Face à ce constat, deux attitudes possibles, comme en médecine, quand un médicament ne donne pas les effets escomptés. Soit on persévère, en augmentant la dose, soit on adopte une autre thérapie. Dans notre domaine, il semble bien que ce soit la première option qui domine largement, avec en prime une approche moralisatrice.
Bien sûr, le problème s’est aggravé, et on peut espérer que l’alerte sera mieux entendue à la suite des cyclones et des canicules à répétition. Il est quand même permis de s’interroger sur l’efficacité de l’alerte permanente. Elle occupe tout le champ médiatique et ne laisse guère de place à d’autres levier du changement. Pire, elle les rend inaudibles. Comment donner du développement durable une image attractive, sur fond de décor de catastrophe immanente et d’accusation de crime contre l’humanité ? Si l’alerte ne donne pas de résultat, est-ce qu’elle ne risque pas, en montant régulièrement d’un cran, de provoquer du découragement, de détourner d’éventuelles bonnes volontés, et de retarder le changement désiré ? La vigueur de l’engagement ne suffit pas pour obtenir des progrès. Il y a des stratégies contreproductives. Rappelez-vous la COP 15 à Copenhague, en 2009. Les ONG avaient mobilisé des foules pour obtenir un accord contraignant, alors qu’elles savaient que deux pays au moins, et pas les moindres, les USA et la Chine, ne pouvaient que s’y opposer. Résultat ? Un sentiment d’échec, un essoufflement, et un reflux de la vague militante. Les lobbyistes de l’ancien monde ne pouvaient pas rêver mieux.
Aujourd’hui, interrogeons-nous sur la stratégie de culpabilisation et d’alarme maximale incarnée par Greta Thunberg. Ne va-t-on pas vers un nouvel échec, comme toutes les manœuvres d’alerte qui l’ont précédée ?

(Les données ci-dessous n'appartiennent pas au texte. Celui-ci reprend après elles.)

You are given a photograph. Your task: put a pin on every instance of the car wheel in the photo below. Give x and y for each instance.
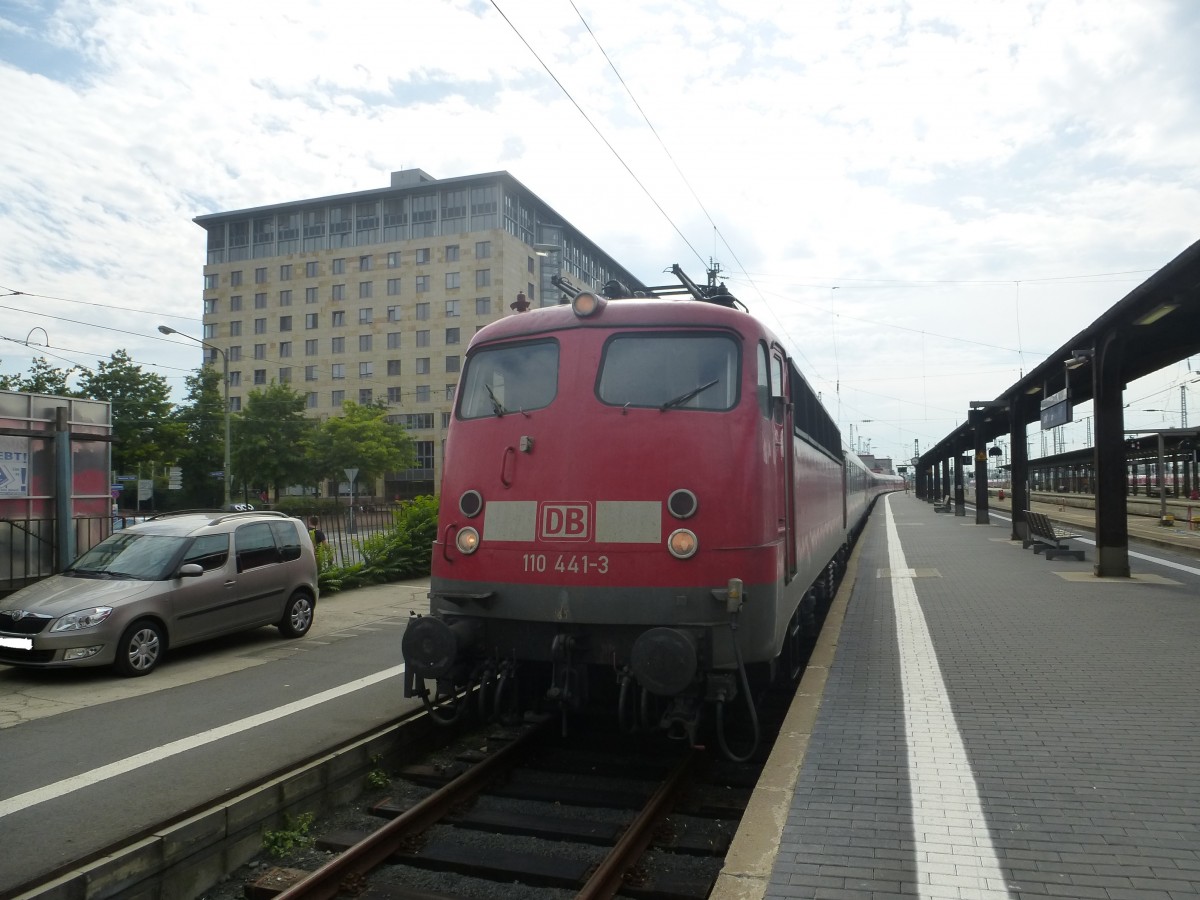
(297, 616)
(141, 648)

Une autre thérapie consiste à donner envie du changement. Changeons non pas pour échapper au malheur et par crainte du futur, mais pour découvrir un nouveau monde, de nouveaux modes de vie pleins de promesses. Un politique POUR, au lieu d’une politique CONTRE. Ce sont d’autres moteurs qui sont alors activés, et d’autres codes de communication. L’action pour le développement durable en général et notamment le respect des grands équilibres, pour le climat, les océans, la biodiversité, les cultures locales, etc. comporte de nombreuses opportunités et ouvre des perspectives d’avenir pour l’humanité et chacun d’entre nous. Une approche rarement développée et peu médiatisée. Le vinaigre occupe toute la place, et n’en laisse guère pour les fleurs sauvages et leurs senteurs.
N’abandonnons pas l’alerte, elle est évidemment utile et nous donne des repères. Mais ne lui laissons pas occuper tout l’espace. L’important est de rendre attractif le nécessaire changement de mode de vie. Deux fois plus de bien-être en consommant deux fois moins de ressources, nous dit un autre rapport du Club de Rome (1) . Prenons un exemple pour illustrer cette voie. La lutte contre la précarité énergétique permet d’améliorer l’état de santé des populations les plus sensibles. Un double dividende, pour la planète et pour les humains. Et en prime, ça fait gagner de l’argent : Les économies en dépenses de santé sont supérieures au coût de la rénovation des bâtiments. Le changement, c’est que du bonheur !
C’est la recherche de ce « plus de bien-être » qui doit devenir le moteur de la transition. Un bien-être qui sera évidemment différent de celui d’aujourd’hui, où la qualité de vie sera plus liée à la richesse des relations humaines qu’à l’accumulation de biens matériels. C’est quand même mieux que le vinaigre !
1 - Facteur 4, Rapport au Club de Rome daté de 1997, d’Ernst U. Von Weizsäcker, Amory B. Lovins, et L. Hunter Lovins, Terre Vivante pour l’édition française.